According to the German government's energy concept, 80% of total electricity consumption is to be covered by electricity generation from renewable energies (RE) by the end of 2050. To achieve this goal, electricity generation from intermittent RE such as wind energy is to be increased.

In Germany, wind power is fed into the grid in the four control areas of the four transmission system operators (TSO). In order to ensure security of supply, the four transmission system operators are required to keep electricity supply and demand in the grid in balance at all times. They must therefore know how much energy will be fed into the grid in which region in the coming hours and days. To ensure this, all planned and forecast consumption and generation must be reported in the form of schedules for the following day. In order for these schedules to be created, a forecast of the wind power feed-in is required.

The short-term forecasts are based on one or more independent numerical. In this context, numerical weather forecasting is characterized by imprecise initial conditions, simplified topography, and a fuzzy description of physical and dynamic processes. Furthermore, the chaotic behavior of the atmosphere, especially strong abrupt changes in wind speed due to fog and snow situations are difficult to predict.
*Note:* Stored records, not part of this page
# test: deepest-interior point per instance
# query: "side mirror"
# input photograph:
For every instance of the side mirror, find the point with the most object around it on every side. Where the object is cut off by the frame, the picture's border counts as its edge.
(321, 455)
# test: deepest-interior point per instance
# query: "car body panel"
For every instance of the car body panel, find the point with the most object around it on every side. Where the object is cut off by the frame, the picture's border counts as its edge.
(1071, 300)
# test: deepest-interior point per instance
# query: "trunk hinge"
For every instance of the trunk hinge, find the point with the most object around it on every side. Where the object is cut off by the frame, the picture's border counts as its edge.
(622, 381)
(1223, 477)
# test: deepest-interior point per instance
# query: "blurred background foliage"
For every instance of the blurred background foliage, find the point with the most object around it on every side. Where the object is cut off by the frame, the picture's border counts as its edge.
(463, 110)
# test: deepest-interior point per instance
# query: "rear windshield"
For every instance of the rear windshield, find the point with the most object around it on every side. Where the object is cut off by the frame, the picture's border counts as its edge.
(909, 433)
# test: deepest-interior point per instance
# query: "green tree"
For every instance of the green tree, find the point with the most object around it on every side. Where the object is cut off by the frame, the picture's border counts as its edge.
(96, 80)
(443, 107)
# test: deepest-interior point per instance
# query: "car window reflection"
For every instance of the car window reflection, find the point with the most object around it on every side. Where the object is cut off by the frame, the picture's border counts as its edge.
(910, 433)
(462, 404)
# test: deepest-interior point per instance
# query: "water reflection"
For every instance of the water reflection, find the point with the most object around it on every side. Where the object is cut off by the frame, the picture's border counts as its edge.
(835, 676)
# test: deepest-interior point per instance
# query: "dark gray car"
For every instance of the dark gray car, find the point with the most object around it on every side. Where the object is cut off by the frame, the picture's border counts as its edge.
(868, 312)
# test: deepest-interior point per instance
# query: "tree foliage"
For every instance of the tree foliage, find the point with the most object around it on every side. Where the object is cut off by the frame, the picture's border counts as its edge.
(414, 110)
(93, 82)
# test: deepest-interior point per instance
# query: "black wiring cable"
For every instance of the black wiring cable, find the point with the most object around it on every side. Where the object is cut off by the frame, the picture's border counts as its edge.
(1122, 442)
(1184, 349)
Consequently, forecast errors are a real problem for TSOs with regard to grid security.

Derived from the above, it can be said that in the next few years, the focus should not only be on the addition of wind energy, but also on improving the forecasting accuracy of wind energy.

Against this background, the aim of this project is to analyze the day-ahead forecast quality of wind energy feed-in in the control areas of the German TSOs and for the whole area of Germany for the years 2012 to 2020. Within the analysis, the seasonal fluctuations and also the forecast horizons are taken into account. This approach makes it possible to derive recommendations for action to ensure better forecast quality.

In the Notebook Data Cleaning the data on which the analysis is based is processed and then imported into a database.

The data set is then analyzed and visualized in Tableau.